Elle m’a raconté que de très nombreux clients n’en achetaient pas pour ne pas en avoir chez eux et être soumis à la tentation, voire succomber à de violentes compulsions alimentaires. C’est un comportement que je connais bien. Quand j’étais plus jeune il m’arrivait régulièrement de faire des raids sur les biscuits industriels, Pim’s, paille d’or, Kango, you name it. Mon alimentation et mon rapport à mon alimentation ayant évolué, dans le bon sens je l’espère, je craque sur d’autres choses. Résister à du praliné me demande un mental de moine shaolin et la durée de vie de granola, de fruits secs, ou de (bonne) glace tend vers zéro lorsque j’en ai chez moi.

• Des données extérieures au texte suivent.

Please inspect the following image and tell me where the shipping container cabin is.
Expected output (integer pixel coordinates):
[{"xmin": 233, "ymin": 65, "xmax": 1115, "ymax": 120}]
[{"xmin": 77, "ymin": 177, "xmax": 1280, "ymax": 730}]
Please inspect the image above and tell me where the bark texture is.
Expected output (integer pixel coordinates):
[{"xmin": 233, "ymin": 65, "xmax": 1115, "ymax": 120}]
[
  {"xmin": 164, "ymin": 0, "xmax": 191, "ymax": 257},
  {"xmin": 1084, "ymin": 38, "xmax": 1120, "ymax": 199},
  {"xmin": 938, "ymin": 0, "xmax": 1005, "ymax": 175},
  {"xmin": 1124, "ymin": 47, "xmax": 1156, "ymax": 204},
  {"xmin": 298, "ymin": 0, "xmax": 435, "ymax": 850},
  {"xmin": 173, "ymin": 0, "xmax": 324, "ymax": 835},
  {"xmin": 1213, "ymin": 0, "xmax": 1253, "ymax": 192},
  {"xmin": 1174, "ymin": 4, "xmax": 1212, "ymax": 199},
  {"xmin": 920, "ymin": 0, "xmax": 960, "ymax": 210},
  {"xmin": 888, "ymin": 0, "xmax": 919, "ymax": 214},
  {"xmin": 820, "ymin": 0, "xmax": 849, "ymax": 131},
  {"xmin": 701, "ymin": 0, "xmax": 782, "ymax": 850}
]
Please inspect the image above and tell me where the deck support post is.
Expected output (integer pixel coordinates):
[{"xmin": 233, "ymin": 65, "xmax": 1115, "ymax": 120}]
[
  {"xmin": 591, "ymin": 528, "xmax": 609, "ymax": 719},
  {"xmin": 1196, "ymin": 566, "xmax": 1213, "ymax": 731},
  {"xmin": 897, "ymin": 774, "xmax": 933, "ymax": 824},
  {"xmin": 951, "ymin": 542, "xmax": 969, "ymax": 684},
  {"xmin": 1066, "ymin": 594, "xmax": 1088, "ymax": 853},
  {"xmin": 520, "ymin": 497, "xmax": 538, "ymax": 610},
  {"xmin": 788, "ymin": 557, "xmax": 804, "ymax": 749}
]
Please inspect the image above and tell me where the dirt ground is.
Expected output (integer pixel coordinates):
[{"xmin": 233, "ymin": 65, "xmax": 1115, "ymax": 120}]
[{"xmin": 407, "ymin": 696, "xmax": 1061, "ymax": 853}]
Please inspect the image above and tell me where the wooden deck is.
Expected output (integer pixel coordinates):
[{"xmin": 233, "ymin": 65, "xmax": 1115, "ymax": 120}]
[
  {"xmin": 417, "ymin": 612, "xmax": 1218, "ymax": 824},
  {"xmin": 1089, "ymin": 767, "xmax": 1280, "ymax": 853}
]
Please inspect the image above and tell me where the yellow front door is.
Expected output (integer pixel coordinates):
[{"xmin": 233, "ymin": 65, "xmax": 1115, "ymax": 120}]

Les injections contradictoires et définitives – sans lactose, sans gluten, sans sucres, cru, superfoods…- de médecins gourous relayés par la presse n’aident pas franchement à y voir clair. Loin des diktats, Ariane Grumbach préfère guider ses clients vers l’écoute de leurs sensations, et le plaisir du goût. Elle les aide à apprécier certains produits pour leur saveur, et non pour les représentations de réconfort qu’ils véhiculent. D’ailleurs, depuis que je tiens ce blog et ai développé de la distance par rapport au chocolat, j’en mange paradoxalement moins, et je m’attache beaucoup plus à sa qualité. Tout comme Ariane, je suis convaincue que lorsque les aliments sont goûteux, de saison, de qualité, ils nous apportent plus de satisfaction, et appelle moins la quantité. Mes dépenses alimentaires ont clairement pris du plomb dans l’aile, mais je préfère lorsque je peux me fournir à de bonnes adresses. Facile quand on habite pas très loin de la rue des Martyrs, qui nous pourvoie en beaux et bons commerces de bouche, à condition d’avoir un métier relativement rémunérateur, ou des enfants ayant une carrière de top model chez Jacadi.

J’en suis encore assez loin, mais je tends vers cette sérénité. SI vous souhaitez en savoir plus sur son approche, vous retrouverez la vision généreuse de l’alimentation d’Ariane Grumbach, et sa bienveillance dans son livre La gourmandise ne fait pas grossir!, paru récemment aux Editions Carnets Nord.